The latest monetary decision would increase the discount rate to 1.875 percent, effective today.

The central bank would consider three factors when weighing future policy moves: the cumulative effect of past rate hikes, the spillover of monetary tightening by major central banks and the repercussions of bank collapses in the US and Europe, Yang said.

The adjustments were made according to his guidance alongside the Fed, he said.

The US central bank said in a statement that “some additional policy firming” might be needed, replacing a promise of “ongoing increases” to attain restrictive monetary policy with a return of inflation to 2 percent.

Yang said he shared the “dovish leaning,” but much depends on incoming data.

Taiwan's central bank expects consumer prices to grow 2.09 percent this year while GDP growth would slow to 2.21 percent.

That the economy could recover in the third quarter of this year gave it confidence in the rate hike, it said.

The decision had the support of all board members and nobody suggested more aggressive action, Yang said.

Although international energy prices have subsided and eased pressure on imported inflation, domestic service sectors charge noticeably higher prices after emerging from the COVID-19 pandemic, Yang said.

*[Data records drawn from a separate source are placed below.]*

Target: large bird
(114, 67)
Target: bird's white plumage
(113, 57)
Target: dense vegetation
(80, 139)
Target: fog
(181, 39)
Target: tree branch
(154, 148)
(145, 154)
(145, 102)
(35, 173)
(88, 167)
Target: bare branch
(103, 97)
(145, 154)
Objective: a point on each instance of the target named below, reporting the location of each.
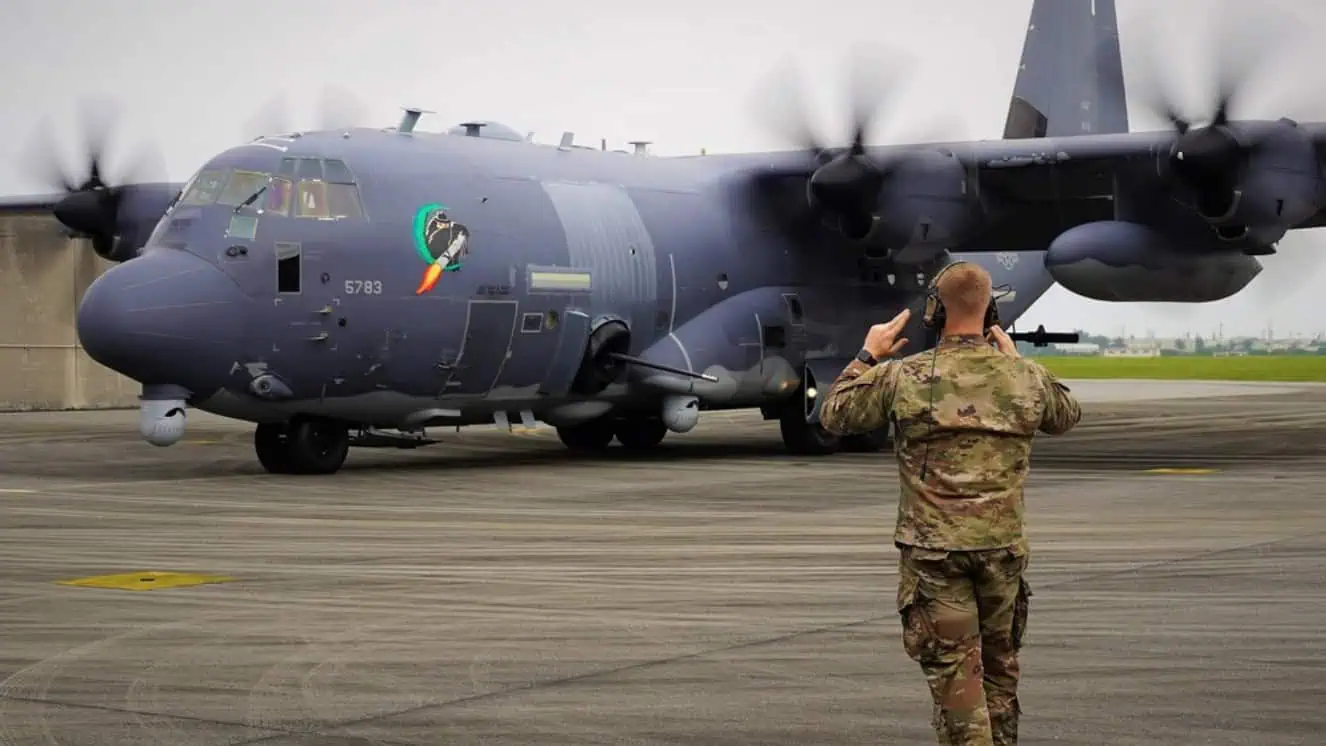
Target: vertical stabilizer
(1069, 82)
(1070, 77)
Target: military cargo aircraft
(357, 286)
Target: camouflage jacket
(964, 416)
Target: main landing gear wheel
(802, 437)
(867, 443)
(639, 433)
(301, 447)
(594, 435)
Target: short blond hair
(965, 290)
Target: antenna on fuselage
(410, 119)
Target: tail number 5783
(362, 286)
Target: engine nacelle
(1125, 263)
(141, 212)
(1270, 183)
(930, 200)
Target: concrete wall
(43, 276)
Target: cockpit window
(337, 172)
(344, 200)
(309, 168)
(277, 196)
(313, 199)
(326, 190)
(206, 188)
(241, 187)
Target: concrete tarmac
(499, 590)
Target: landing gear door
(568, 357)
(488, 334)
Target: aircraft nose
(166, 317)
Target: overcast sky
(190, 80)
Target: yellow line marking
(146, 581)
(1183, 471)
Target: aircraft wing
(29, 203)
(1040, 186)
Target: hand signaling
(882, 341)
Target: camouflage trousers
(963, 616)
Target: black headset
(934, 318)
(935, 314)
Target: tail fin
(1069, 82)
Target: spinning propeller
(1215, 155)
(1208, 157)
(94, 204)
(843, 183)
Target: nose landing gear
(304, 445)
(634, 429)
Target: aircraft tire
(594, 435)
(867, 443)
(317, 447)
(273, 448)
(641, 433)
(802, 437)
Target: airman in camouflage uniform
(964, 416)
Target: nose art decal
(440, 241)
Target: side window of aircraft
(206, 188)
(241, 187)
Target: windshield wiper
(251, 199)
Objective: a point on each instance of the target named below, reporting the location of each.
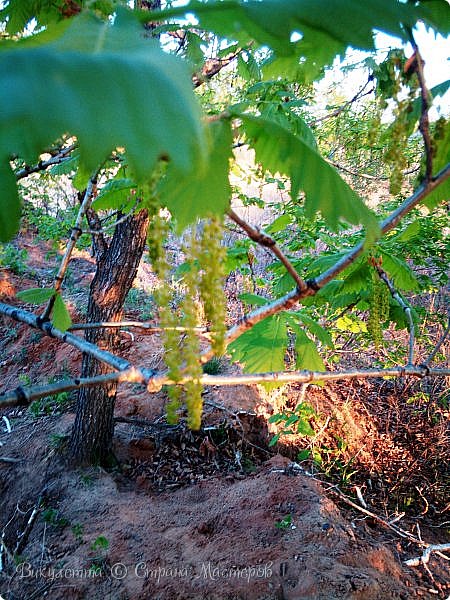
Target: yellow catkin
(191, 344)
(212, 260)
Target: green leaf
(409, 232)
(353, 325)
(61, 316)
(441, 159)
(274, 440)
(436, 14)
(36, 295)
(317, 330)
(206, 189)
(279, 150)
(103, 83)
(114, 194)
(262, 348)
(66, 167)
(252, 299)
(308, 358)
(305, 428)
(247, 67)
(327, 27)
(9, 203)
(400, 273)
(279, 224)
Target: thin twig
(439, 344)
(74, 236)
(23, 316)
(44, 164)
(366, 175)
(406, 309)
(424, 559)
(424, 123)
(359, 94)
(138, 325)
(266, 241)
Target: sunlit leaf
(279, 150)
(103, 83)
(61, 317)
(206, 190)
(9, 202)
(36, 295)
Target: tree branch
(266, 241)
(154, 381)
(389, 223)
(138, 325)
(23, 316)
(406, 310)
(439, 344)
(417, 63)
(314, 285)
(425, 558)
(75, 234)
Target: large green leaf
(326, 28)
(114, 194)
(36, 295)
(105, 84)
(400, 273)
(307, 355)
(206, 190)
(60, 314)
(436, 14)
(262, 348)
(279, 150)
(272, 22)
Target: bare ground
(218, 514)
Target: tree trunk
(92, 432)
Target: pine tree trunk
(92, 432)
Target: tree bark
(92, 432)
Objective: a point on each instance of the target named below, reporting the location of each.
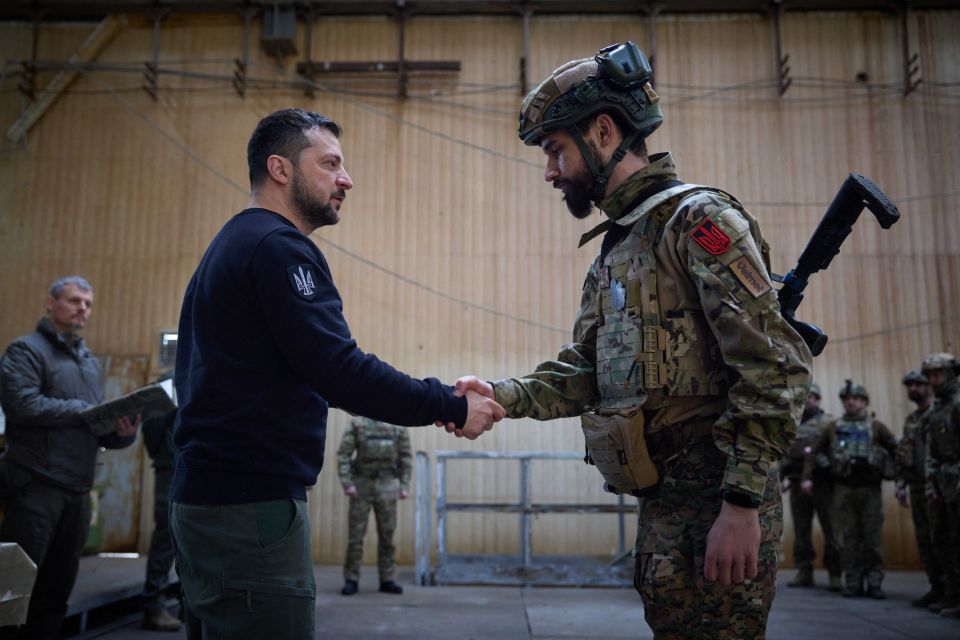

Food, travel, entertainment and dining became more expensive, driving up inflation, he said, adding that price upturns by service sectors tend to be sticky and irreversible.

The electricity price increase next month could further spur inflation, Yang said, calling the situation much more formidable than egg shortages.

Egg prices, even if rising rapidly, would not tilt the inflation gauge, but this could change when retailers pass extra energy costs to consumers, he said.

The government can avoid such a scenario by sparing most households and small businesses tariff hikes, making corporate users bear the brunt, Yang said.

The central bank would pay close attention to any spillover effects induced by international bank failures, he said, adding that Taiwan's financial system is stable.